How many conflicts in our world are due to people acting on those words?
Had Jesus accepted them, there would have been no Calvary – and hence no empty
tomb. If we are his followers, we need to seek not vengeance, but forgiveness.
It is a work of darkness to believe
what we are told by the advertising industry: that to be happy we need a never
ending supply of the goods and services portrayed daily on television and in
the glossy magazines. That is false. Happiness comes not through getting; it
comes through giving. People who have never discovered that are poor – no
matter how large their houses are, or their bank accounts.
Yes, and it is a work of darkness
when we tell women in problem pregnancies that there is a quick fix. Get rid of
it, and then all your troubles over.
Every year thousands of women discover, to their sorrow, that after an
abortion their troubles have only begun. Shame, guilt, and bitter regrets often
continue for months, not seldom for years. Putting away this work of darkness
means compassion for women in problem pregnancies: costing, caring
support which helps them do what every mother knows, deep in her heart, is
right: protect and nourish the human life within them, even and especially when
this is costly.
Throwing off those works of darkness,
and countless others, means accepting the ridicule of people who call darkness
light. Remember Noah, Jesus tells us in the gospel – ridiculed by the people of
his day for building a boat hundreds of miles from water. ‘Building an ark, are
you, Noah?’ his friends taunted him. ‘What on earth for? Expecting it to rain?’
Oh, they had a good time with old Noah, you may be sure of that. “In those days
before the flood,” Jesus says in the gospel, “they were eating and drinking, marrying
and giving in marriage ...until the day when the flood came and carried them
all away. So will it also be at the coming of the Son of Man.”
For those who are unprepared – for
people who live according to the standards of this world, calling darkness
light, and light darkness – the coming of the Son of Man will be a shock. They
will be like the homeowner, Jesus warns in the gospel, who sleeps soundly while
the burglar taps on the mud brick wall of the man’s Palestinian house, to
discover the hollowed out place inside where the family’s savings are kept.
When the burglar finds the spot, he digs through and takes everything. Too late,
the homeowner discovers that he has been picked clean.
For those who are prepared, however,
God’s final intervention will be a day of joy and fulfilment. These are the
people who live in the darkness of this world with their faces turned toward
the light of Jesus Christ. “The night is advanced,” Paul tells us in our second
reading, “the day is at hand. Let us then throw off the works of darkness and
put on the armor of light.”
That is the Advent message. We are
living in history’s final age. How long this final age will yet last, we cannot
know – any more than we can know now long our own personal lives will last.

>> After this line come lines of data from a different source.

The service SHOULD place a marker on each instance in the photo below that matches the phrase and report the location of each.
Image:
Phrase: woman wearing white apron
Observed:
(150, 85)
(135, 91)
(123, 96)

What we can and do know is that this age will end when Christ comes again: not
in obscurity, as he came to Mary and the shepherds; but dramatically, in an
event so momentous that no one will doubt that history’s last hour has struck.
For those who ignore the Advent
message and live for themselves, Christ’s coming will be a day of shock and
disaster. For those, however, who are trying to live not for themselves but for
Jesus Christ, and for others, his coming will be a joyful encounter with a
dearly loved friend – whether this encounter be at our own personal death, or
at the end of history. They will be able to say, with great joy, the words of our responsorial psalm: “I
rejoiced because they said to me, ‘We will go up to the house of the Lord.’”
Will you be able to say that when the
final hour strikes? Will you be ready when Jesus Christ comes?